52 Weeks of Astronomy: Cincinnati Observatory Branches Out

Article and Photos (except where noted) By Christian Meininger

“We have a telescope, we’ll travel,” Dean Regas, Outreach Astronomer at the Cincinnati Observatory said when introducing the Observatory’s new program. Regas realized Cincinnati is home to 52 neighborhoods, and he decided to take the Observatory’s mission to each neighborhood over the course of 52 weeks. 

Dean Regas, Outreach Astronomer at the Cincinnati Observatory, with one of the centers' mobile telescopes (Photo by Mary Strubbe)
52 Weeks of Astronomy is “ambitious,” Regas said, but he felt the idea could “impact and inspire some folks we have not worked with before.” When speaking of the 52 Weeks of Astronomy program, so far, Regas expressed, the reception has been positive. “People think its catchy,” he said.

The Cincinnati Observatory
The Cincinnati Observatory was dedicated on November 9, 1843, in a ceremony presided over by former U.S. president John Quincy Adams. Cincinnati professor Ormsby MacKnight Mitchel, an American popularizer of astronomy, raised funds for the first telescope and building in 1842. The Observatory was originally located in Mt. Adams, then known as Mt. Ida. The organization relocated to its current location in 1873, in order to distance itself from pollution in downtown Cincinnati.

Most of the events during 52 Week of Astronomy are free and open to the public, and though school programs are geared towards school children, and events at libraries have been heavily attended by kids, the 52 Weeks of Astronomy program is “for people of all ages,” Regas said.

Members of the Cincinnati Observatory with their telescopes that they take to schools, community centers, libraries and other places around the Tri-state (Photo by Mary Strubbe)
Thirty events are currently scheduled for the program, 15 have set a location but not a date, and seven neighborhoods have not yet scheduled. A list of programs is available on the observatory website ( It should be noted a program held during 52 Weeks of Astronomy can be subject to cancellation/postponement due to inclement weather. Astronomical viewings do not have to take place at nighttime. The Cincinnati Observatory also holds viewings through its telescope in Hyde Park on Thursday and Friday evenings.

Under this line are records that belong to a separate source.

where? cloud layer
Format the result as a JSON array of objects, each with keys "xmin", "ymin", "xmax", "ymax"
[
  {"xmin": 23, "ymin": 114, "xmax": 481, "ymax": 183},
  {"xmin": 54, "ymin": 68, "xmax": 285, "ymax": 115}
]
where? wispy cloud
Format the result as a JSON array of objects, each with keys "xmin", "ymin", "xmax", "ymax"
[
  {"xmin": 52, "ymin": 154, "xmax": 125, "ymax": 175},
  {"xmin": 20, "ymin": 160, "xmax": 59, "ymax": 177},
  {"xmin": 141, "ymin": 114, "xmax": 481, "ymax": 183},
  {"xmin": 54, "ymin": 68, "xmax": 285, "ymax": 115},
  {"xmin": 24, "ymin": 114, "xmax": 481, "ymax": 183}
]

The Cincinnati Observatory's 115-year-old telescope
Regas noted that enthusiasm for astronomy is significant in Cincinnati as compared to other US cities, due largely to the history of the Observatory, its position in the community, as well as its efforts in promoting astronomical events. Regas himself has 20 years of experience in astronomy education, and 52 Weeks of Astronomy is emblematic of the center’s positive outreach.

Though Cincinnati is not the most ideal location for astronomy viewing, while in the country and on the west coast it's optimal because of lack of light pollution, Regas said that Cincinnati is “definitely workable."  

Artifacts at the Cincinnati Observatory
The 52 Weeks of Astronomy kickoff event occurred February 13th at Fountain Square. The Cincinnati Observatory is also holding events at Rhingeist Brewery and MadTree Brewing. These events will be more geared to adults. The Observatory also will hold a program at the American Sign Museum.

“Adults have a hidden passion for astronomy,” Regas said. He explained he often witnesses adults look through a telescope and “become reborn.” Regas said kids often have an “astronomy phase” - much like they might be interested in superheroes, sports or fire trucks for some period of time. An interest in astronomy might then wane. Regas said, however, once adults look through a telescope at the Cincinnati Observatory or during one of its programs, “they get into the hobby.” “There is a power of people putting their eye up to the eyepiece, and looking, even if it’s just a star, just to see a star up close.”

The Cincinnati Observatory Center is located at 3489 Observatory Place.